What I'll revisit before next class:
Q1.1 — Definition of true bearing
True bearings are always measured clockwise from North, written with three digits (e.g. 045°T, 270°T).
Q1.2 — Back-bearing rule
If bearing < 180°: back bearing = bearing + 180°. If bearing ≥ 180°: back bearing = bearing − 180°.
Q1.3 — Number of North lines
Three North lines (one at A, one at B, one at C) — each bearing is measured from North at the local point.
Q3 — Faded example (SW journey)
Step 1: SW quadrant. Step 2: 220 − 180 = 40° from South. Step 3: S = 60 × cos 40° ≈ 45.96 km. Step 4: W = 60 × sin 40° ≈ 38.57 km. Conclusion: 45.96 km south, 38.57 km west.
Q4.1 — Convert N20°E to true bearing
NE quadrant: bearing = 20° directly → 020°T.
Q4.2 — Convert 250°T to compass
SW quadrant (180°–270°): compass = S(250 − 180)°W = S70°W.
Q4.3 — Back bearing of 075°T
075° < 180°, so add 180°: 075° + 180° = 255°T.
Q4.4 — Back bearing of 210°T
210° ≥ 180°, so subtract 180°: 210° − 180° = 030°T.
Q4.5 — North component on 050°T, 90 km
NE quadrant, angle from N = 50°. N = 90 × cos 50° ≈ 57.85 km.
Q4.6 — South component on 165°T, 12 km
SE quadrant, angle from S = 180 − 165 = 15°. S = 12 × cos 15° ≈ 11.59 km.

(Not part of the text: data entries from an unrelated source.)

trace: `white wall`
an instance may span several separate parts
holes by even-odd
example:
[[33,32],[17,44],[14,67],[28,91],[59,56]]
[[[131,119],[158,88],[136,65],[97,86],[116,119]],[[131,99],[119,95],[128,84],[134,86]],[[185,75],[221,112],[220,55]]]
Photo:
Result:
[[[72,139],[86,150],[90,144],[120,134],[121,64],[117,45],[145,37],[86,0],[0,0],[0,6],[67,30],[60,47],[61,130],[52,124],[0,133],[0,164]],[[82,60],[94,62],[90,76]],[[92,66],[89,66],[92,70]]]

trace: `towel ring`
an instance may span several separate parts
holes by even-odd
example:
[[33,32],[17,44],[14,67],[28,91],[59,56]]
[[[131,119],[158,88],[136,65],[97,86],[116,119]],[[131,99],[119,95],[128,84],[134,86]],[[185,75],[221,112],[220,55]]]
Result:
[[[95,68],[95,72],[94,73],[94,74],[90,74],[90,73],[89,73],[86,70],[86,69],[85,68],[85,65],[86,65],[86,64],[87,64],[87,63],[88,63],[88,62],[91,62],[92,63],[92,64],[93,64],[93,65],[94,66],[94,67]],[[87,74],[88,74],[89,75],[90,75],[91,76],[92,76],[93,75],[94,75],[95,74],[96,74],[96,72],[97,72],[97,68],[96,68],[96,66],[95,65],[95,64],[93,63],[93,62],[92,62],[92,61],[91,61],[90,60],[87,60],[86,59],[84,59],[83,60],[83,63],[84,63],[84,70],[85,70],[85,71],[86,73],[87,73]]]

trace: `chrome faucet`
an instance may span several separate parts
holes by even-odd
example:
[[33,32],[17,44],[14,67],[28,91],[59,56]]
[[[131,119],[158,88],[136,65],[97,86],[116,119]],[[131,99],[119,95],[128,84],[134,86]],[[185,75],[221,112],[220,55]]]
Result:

Q4.7 — AC from N then E legs (Pythagoras)
AC² = 6² + 8² = 36 + 64 = 100; AC = 10 km.
Q4.8 — Bearing from A to C
θ = angle from N at A; tan θ = 8/6 = 1.333…; θ = tan⁻¹(1.333…) ≈ 53°. C is NE of A → bearing = 053°T.
Q4.9 — Compass bearings
(a) 095°T is SE: S(180 − 95)°E = S85°E. (b) 305°T is NW: N(360 − 305)°W = N55°W.
Q4.10 — West component on 280°T, 40 km
NW quadrant, angle from N = 360 − 280 = 80°. W = 40 × sin 80° ≈ 39.39 km.
Q4.11 — Two perpendicular legs (40 km then 60 km)
(a) 120° − 030° = 90° → angle PHQ at the turn point P is 90°. (Or: the two legs differ by exactly 90° in bearing, so they are perpendicular.) Hence HPQ is a right-angled triangle with right angle at P.
(b) HQ² = 40² + 60² = 1600 + 3600 = 5200; HQ = √5200 ≈ 72.11 km.
Q4.12 — Bearing from H back to B (50 km on 080°T then 70 km on 170°T)
Legs differ by 170° − 080° = 90°, so right-angle at A.
Components from H to B (E = positive, N = positive):
Leg 1 (080°T, 50 km): N = 50 cos 80° ≈ 8.68; E = 50 sin 80° ≈ 49.24.
Leg 2 (170°T, 70 km, SE quadrant, angle from S = 10°): southward component = 70 cos 10° ≈ 68.94, eastward = 70 sin 10° ≈ 12.16.
Net from H: N = 8.68 − 68.94 = −60.26 (so 60.26 S); E = 49.24 + 12.16 = 61.40.
Bearing H→B: in SE quadrant, angle from S = tan⁻¹(61.40 / 60.26) ≈ 45.5°.
Bearing from H = 180° − 45.5° ≈ 135°T (to the nearest degree). The question asks H→B, not B→H, so answer = 135°T.